The motivation to look overseas is also driven by low cost of manufacturing abroad, the growing availability of skilled labor and the pro-business environments of developing countries.
While it is difficult to estimate precisely how many U.S. jobs are being transplanted and created overseas from real estate data outsourcing and other industries, research suggests business process outsourcing and software outsourcing have generated hundreds of thousands of jobs overseas since 2000, in addition to the million or more jobs created overseas during the 1990s.
Global outsourcing in the real estate industry, which began as a response to tight labor markets in 1999 and 2000, has continued as well, becoming a factor in the jobless recovery of 2003, according to the Fisher Center report.
“The cost-cutting by firms may end up as the permanent loss of jobs that remain abroad even during the subsequent (economic) recovery,” the authors of the report said.
Grubb & Ellis in its 2004 real estate forecast announced that even though the real estate industry should fare well in the coming year, global outsourcing will continue to have a negative impact on the market.
Outsourcing’s proponents say the benefits outweigh the potential costs.
Global outsourcing has been a primary option for businesses looking to better manage costs, especially in an economic downturn. Industry insiders point to the figures: a company that outsources a majority of its data collection and input facilities overseas could have a cost base that’s one-third of that of a wholly U.S.-based company.
As increasing numbers of Realtors place listings online and more home buyers use the Internet when buying or selling a home, information needs to be instantaneously accessible. The most cost-effective means of data collection and input is often done outside the United States.
“Outsourcing real estate and financial services provides access to a qualified, highly trained English-speaking workforce at significant cost savings,” said Susannah Harter, marketing manager for Ocwen Financial Corp., which offers overseas outsourcing of business processes for the real estate industry at two servicing centers in India. “Through outsourcing, companies can deliver high-quality work with a shortened cycle time for processing while remaining cost effective and competitive in the real estate marketplace.”
Outsourcing also helps U.S. companies become more profitable and pass price savings on to consumers, as well as boost the export of equipment and software to the developing countries, according to a report by management consultant McKinsey & Co.
“Unless we pander to protectionism, there is no good reason to believe that our dynamic job-creating economy cannot absorb the level of change” posed by outsourcing, the report said.

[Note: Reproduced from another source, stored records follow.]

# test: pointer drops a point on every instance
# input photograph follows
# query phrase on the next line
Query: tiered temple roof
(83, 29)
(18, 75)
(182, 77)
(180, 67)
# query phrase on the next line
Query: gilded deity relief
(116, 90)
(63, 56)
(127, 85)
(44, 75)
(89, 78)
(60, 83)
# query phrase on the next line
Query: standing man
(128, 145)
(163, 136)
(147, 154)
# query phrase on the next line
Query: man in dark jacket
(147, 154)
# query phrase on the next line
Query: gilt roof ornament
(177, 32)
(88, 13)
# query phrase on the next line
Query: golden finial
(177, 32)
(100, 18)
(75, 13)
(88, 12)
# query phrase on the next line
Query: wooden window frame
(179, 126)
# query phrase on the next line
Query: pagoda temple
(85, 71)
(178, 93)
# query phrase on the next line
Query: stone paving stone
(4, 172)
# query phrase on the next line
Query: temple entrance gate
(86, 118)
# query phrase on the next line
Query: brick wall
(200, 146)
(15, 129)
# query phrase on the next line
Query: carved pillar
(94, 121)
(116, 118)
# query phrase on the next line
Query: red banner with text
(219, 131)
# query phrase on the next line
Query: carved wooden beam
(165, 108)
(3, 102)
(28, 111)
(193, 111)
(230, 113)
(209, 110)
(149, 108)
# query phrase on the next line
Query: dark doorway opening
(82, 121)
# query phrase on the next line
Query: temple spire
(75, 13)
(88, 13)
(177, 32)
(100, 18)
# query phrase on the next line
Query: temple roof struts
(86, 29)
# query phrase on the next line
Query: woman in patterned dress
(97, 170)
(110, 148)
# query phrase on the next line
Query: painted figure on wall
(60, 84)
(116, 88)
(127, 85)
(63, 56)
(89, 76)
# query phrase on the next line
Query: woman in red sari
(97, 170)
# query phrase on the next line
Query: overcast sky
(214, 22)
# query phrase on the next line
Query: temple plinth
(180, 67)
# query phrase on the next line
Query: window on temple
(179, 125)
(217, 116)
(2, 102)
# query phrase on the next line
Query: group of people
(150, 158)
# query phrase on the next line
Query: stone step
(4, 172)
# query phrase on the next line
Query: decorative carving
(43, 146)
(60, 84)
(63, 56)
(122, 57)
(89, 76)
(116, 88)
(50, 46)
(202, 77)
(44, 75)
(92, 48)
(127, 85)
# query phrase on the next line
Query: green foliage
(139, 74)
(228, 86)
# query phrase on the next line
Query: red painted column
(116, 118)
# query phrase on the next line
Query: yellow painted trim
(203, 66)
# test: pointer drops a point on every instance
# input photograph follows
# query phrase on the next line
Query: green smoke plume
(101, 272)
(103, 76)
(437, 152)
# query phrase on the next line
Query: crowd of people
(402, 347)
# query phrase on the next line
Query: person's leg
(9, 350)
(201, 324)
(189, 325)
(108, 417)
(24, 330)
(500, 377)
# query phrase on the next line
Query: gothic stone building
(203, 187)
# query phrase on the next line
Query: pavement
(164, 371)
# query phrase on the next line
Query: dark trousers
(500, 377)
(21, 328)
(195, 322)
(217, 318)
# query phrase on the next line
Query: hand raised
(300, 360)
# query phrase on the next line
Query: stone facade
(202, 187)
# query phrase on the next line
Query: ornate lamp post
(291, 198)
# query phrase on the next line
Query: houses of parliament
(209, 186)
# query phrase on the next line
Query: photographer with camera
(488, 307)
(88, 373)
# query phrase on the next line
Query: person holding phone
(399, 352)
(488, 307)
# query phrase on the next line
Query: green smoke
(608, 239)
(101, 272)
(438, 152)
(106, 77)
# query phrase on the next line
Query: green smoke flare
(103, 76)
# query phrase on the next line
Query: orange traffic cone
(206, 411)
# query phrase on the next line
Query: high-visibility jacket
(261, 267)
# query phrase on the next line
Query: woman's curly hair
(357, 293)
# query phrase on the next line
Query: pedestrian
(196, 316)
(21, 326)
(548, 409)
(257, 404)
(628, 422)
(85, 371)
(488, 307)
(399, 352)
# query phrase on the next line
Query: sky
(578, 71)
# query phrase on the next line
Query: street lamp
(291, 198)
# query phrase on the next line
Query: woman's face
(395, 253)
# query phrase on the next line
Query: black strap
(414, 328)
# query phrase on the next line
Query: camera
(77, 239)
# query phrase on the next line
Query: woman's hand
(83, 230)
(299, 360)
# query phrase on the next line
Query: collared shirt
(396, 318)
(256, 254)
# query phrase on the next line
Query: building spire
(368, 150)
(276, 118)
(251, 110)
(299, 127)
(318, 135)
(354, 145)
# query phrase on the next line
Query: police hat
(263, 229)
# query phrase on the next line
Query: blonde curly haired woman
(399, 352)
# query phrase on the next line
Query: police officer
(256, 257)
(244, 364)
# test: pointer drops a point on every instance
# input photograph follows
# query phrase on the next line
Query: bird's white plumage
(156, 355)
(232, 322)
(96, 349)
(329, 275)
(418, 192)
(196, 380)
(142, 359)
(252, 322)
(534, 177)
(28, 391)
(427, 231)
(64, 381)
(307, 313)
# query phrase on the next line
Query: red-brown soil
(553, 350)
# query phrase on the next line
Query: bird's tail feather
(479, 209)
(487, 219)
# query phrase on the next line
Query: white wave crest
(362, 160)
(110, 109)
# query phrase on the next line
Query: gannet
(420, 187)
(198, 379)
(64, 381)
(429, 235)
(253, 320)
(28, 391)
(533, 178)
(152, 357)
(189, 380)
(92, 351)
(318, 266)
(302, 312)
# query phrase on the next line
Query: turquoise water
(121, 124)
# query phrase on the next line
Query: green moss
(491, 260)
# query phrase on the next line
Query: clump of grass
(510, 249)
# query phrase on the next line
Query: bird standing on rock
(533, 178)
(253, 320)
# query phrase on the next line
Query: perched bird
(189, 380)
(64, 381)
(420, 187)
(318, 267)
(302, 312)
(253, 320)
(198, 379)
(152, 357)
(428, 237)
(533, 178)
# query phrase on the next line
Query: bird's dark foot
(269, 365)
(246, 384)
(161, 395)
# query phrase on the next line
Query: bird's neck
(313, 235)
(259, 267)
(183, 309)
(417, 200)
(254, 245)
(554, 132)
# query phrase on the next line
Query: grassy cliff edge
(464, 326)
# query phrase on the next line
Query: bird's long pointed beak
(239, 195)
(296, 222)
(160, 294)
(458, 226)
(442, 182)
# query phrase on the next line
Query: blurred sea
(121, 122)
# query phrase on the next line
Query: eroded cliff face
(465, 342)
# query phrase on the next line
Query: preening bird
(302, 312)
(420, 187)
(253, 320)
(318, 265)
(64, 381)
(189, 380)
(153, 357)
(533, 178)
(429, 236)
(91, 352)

Not everyone is convinced, especially considering Forrester Research’s prediction that the U.S. will lose some 3.3 million jobs to offshoring by 2015.
Gartner Inc., a research and consulting firm in a Stamford, Conn., estimates that 10 percent of all the jobs at U.S. information technology vendors and service providers and 5 percent of all technology jobs at more general companies will shift offshore by the end of next year. Fewer than 40 percent of American workers who lose their jobs to outsourcing will find work within the same company, Gartner forecasts, and that impact includes the real estate market.
“The global outsourcing trend will have damaging effects on the real estate industry in the long term,” Pollina said.